The government needs to acknowledge that the Kyoto protocol targets are, for the opposition in this House—including the Bloc Québécois, of course—a non negotiable objective. The government need not expect that we will negotiate on achieving the targets in the Kyoto protocol or its inclusion in Bill C-30. We want the Kyoto protocol targets to be part of Bill C-30. Let that be clear. We feel that a refusal by the government to include them would be nothing short of a slap in the face in the fight against climate change.

Finally, giving $328 million to Quebec has nothing to do with the tax incentives given to the oil industry.
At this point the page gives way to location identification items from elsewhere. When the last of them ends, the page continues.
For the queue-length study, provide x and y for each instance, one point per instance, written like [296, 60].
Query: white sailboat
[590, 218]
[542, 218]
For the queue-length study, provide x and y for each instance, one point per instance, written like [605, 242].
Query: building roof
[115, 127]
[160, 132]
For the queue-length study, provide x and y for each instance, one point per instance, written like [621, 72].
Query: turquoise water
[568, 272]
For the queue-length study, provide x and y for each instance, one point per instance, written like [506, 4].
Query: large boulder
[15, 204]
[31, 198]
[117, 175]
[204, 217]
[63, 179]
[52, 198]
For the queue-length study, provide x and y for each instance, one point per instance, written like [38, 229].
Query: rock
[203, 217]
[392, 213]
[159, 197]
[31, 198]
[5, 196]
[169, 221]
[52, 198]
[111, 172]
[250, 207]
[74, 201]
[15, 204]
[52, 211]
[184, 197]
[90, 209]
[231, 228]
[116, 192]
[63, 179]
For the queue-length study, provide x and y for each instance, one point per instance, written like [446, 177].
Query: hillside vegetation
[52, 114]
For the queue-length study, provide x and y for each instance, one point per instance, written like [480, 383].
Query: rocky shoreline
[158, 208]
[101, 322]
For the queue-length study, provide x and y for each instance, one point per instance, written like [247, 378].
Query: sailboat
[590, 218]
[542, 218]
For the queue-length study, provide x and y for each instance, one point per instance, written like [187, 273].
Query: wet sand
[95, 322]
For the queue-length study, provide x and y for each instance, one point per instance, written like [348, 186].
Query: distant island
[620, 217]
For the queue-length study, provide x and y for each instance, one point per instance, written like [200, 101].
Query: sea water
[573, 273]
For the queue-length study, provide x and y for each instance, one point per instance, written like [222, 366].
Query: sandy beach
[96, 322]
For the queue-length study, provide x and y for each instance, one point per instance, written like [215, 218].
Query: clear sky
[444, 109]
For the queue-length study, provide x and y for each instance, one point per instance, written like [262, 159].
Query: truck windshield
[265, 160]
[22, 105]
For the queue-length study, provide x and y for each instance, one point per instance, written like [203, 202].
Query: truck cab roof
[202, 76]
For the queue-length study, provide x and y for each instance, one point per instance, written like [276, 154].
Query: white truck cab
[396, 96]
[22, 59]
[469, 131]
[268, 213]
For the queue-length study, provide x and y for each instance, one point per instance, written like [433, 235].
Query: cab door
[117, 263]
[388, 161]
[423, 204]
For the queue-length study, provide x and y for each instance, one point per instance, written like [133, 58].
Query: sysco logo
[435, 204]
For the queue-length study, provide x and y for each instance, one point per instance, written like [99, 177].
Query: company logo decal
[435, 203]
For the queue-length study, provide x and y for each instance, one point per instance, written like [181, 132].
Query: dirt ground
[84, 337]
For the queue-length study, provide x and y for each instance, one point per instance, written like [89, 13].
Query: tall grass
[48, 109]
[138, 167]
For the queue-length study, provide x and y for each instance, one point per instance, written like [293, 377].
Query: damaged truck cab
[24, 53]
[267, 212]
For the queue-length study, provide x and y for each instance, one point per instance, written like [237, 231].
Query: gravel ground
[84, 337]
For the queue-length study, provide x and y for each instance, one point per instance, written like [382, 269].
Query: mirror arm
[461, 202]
It has to do with fighting climate change and having a sustainable transportation policy in Quebec that is in line with Kyoto targets.

In closing, I hope members will consider this amended motion and vote in favour of it.

Opposition Motion—Kyoto ProtocolBusiness of SupplyGovernment Orders

12:20 p.m.


Cheryl Gallant Conservative Renfrew—Nipissing—Pembroke, ON

Mr. Speaker, I would like to read a quote to the hon. member. It states: “'The Government of Canada is being discriminatory and is preventing the Gaspésie from becoming an oil and gas producing region', roared Mr. Landry of the National Assembly. 'Had the federal government not discriminated against us, the drilling platforms would already be up and running and oil would already have started to flow', he told reporters in La Presse, December 18, 2002”.

Given that complying with Kyoto requires massive reductions in CO2 emissions, does the member support Mr. Landry's oil and gas ambitions in the Gaspé or is he willing to kill that plan? And if not, what other industry in Quebec would he be in favour of shutting down in order to comply with Kyoto?